Literarisches Schaffen der Rom_nja in Polen vor und nach der Zwangsansiedlung

Eine Zäsur in der Geschichte der polnischen Rom_nja bildet der Übergang von der fahrenden zur sesshaften Lebensweise als Ergebnis einer staatlichen Assimilierungsaktion, die 1952 begann und 1964 ihren Höhepunkt erreichte, als man den Rom_nja verbot, in ihren Planwagen zu leben. Diese Veränderung spiegelte sich in ihrem künstlerischen Schaffen wider, dessen Geschichte in diesem Zusammenhang in zwei Abschnitte unterteilt werden kann.

Der erste umfasst das anonyme, mündliche Schaffen, bekannt durch ethnografische Überlieferung vom Beginn des 19. bis zur Hälfte des 20. Jahrhunderts. Der zweite Abschnitt betrifft das Schaffen namentlich bekannter Autor_innen ab der zweiten Hälfte des 20. Jahrhunderts. Deren Vorreiterin war »Papusza« Bronisława Wajs.

Jerzy Ficowski | Papusza (Bronisława Wajs) | Fotografie | Polen | lit_00133 Rights held by: Jerzy Ficowski | Licensed by: Anna Ficowska-Teodorowicz | Licensed under: CC-BY-NC-ND 4.0 International | Provided by: Anna Ficowska-Teodorowicz – Private Archive

Die ersten polnischen romistischen Untersuchungen, die vor allem sprachwissenschaftlichen Aspekten gewidmet waren, erbrachten nur karge Erkenntnisse über das Schaffen von Rom_nja. In seiner Abhandlung »O Cyganach. Wiadomość historyczna, czytana na posiedzeniu publicznem Cesarskiego Uniwersytetu Wileńskiego« (wörtl. ›Über die Zigeuner. Historische Nachricht, gelesen auf einer öffentlichen Sitzung der Kaiserlichen Universität Vilnius‹, 1824) weist Ignacy Daniłowicz auf das Geheimnisvolle hin, mit dem das »Zigeunervolk« seine Sprache umgebe, und im Einklang mit dem von Fehlinformation und Klischees geprägten Zeitgeist stellte er fest, dass aufgrund der von Ethnografen festgestellten Abstammung der Rom_nja von einer »niederen Hindu-Kaste« sie keine Neigung zu »edlen Künsten« besäßen.

Teodor Narbutt schreibt in seiner Abhandlung »Rys historyczny ludu cygańskiego« (›Historischer Abriss des Zigeunervolkes‹) von 1830 über das »Naturtalent« der Roma-Poet_innen, »ohne jegliche Übung« Lieder komponieren und Epen improvisieren zu können. Er unterstreicht die Liedhaftigkeit der Poesie und schätzt die Mnemotechnik.

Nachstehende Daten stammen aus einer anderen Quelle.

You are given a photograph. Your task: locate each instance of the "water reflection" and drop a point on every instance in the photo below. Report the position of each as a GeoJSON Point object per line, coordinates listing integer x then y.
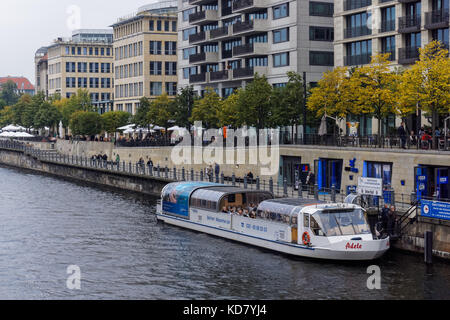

Der Ethnograf Izydor Kopernicki hat in der zweiten Hälfte des 19. Jahrhunderts 30 Lieder der sesshaften polnischen Bergitska Roma gesammelt und notiert, die 1925 und 1930 in einer zweisprachigen Ausgabe Romanes-französischen erschienen.

Die Untersuchungen zum anonymen Nachlass von Rom_nja in Polen setzte Jerzy Ficowski (1924–2006), Dichter, Folklorist und Übersetzer der Werke von Bronisława Wajs (»Papusza«), fort.

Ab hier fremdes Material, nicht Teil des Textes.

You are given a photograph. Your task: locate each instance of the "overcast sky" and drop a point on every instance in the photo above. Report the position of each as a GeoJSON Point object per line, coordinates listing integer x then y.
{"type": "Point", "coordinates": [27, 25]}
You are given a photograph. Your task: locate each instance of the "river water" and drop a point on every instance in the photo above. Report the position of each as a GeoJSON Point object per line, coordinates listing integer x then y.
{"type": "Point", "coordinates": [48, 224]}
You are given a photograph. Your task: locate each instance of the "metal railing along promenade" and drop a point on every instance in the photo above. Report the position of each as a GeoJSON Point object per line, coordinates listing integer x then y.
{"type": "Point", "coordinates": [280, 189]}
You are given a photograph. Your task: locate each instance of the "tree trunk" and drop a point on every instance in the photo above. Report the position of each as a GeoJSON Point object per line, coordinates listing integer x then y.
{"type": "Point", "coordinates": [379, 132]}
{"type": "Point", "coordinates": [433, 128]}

Ficowski gab zwei für die polnische Romistik grundlegende Abhandlungen heraus, »Cyganie polscy« (›Polnische Zigeuner‹, 1953) sowie »Cyganie na polskich drogach« (›Zigeuner auf polnischen Wegen‹, 1965), in denen er einige Werke von Bergitska Roma-Dichter_innen anführt. In ihrer über 100 Jahre andauernden Sesshaftigkeit vermutet er den Grund für den Verlust der Sitten und Bräuche, darunter der Liedimprovisation. Das Gleiche prophezeit er auch einer anderen Roma-Gruppe, den zur Sesshaftigkeit gezwungenen Polska Roma. Ficowski unterstreicht den ahistorischen Charakter des Roma-Liedes mit Ausnahme des Liedes über die Vernichtung der Rom_nja während des Zweiten Weltkrieges.

Bronisława Wajs vulgo Papusza war die erste Roma-Dichterin in Polen, deren Gedichte veröffentlicht wurden. Trotz der Verachtung, die ihr von Rom_nja nach der Veröffentlichung des ersten, 1956 veröffentlichten zweisprachigen Gedichtbandes »Pieśni Papuszy / Papušakre gila« (›Papuszas Lieder‹) in der polnischen Übertragung von Jerzy Ficowski entgegenschlug, folgten andere Roma-Dichter_innen ihrem Beispiel. Papuszas Gedichte, die zum Paradigma der polnischen Roma-Poesie wurden, zeichnen sich durch Liedhaftigkeit, formale Einfachheit und Knappheit aus. In ihnen thematisiert Papusza traditionelle Bräuche, das Leben in den Planwagen sowie die Identität von Rom_nja in Polen (Textbeispiele »Ratfałé jaspá / Krwawe łzy« (›Blutige Tränen‹), »Gilí romańi / Pieśń cygańska« (›Zigeunerlied‹), »Phúv mirí / Tiemio moja« (›Meine Erde‹).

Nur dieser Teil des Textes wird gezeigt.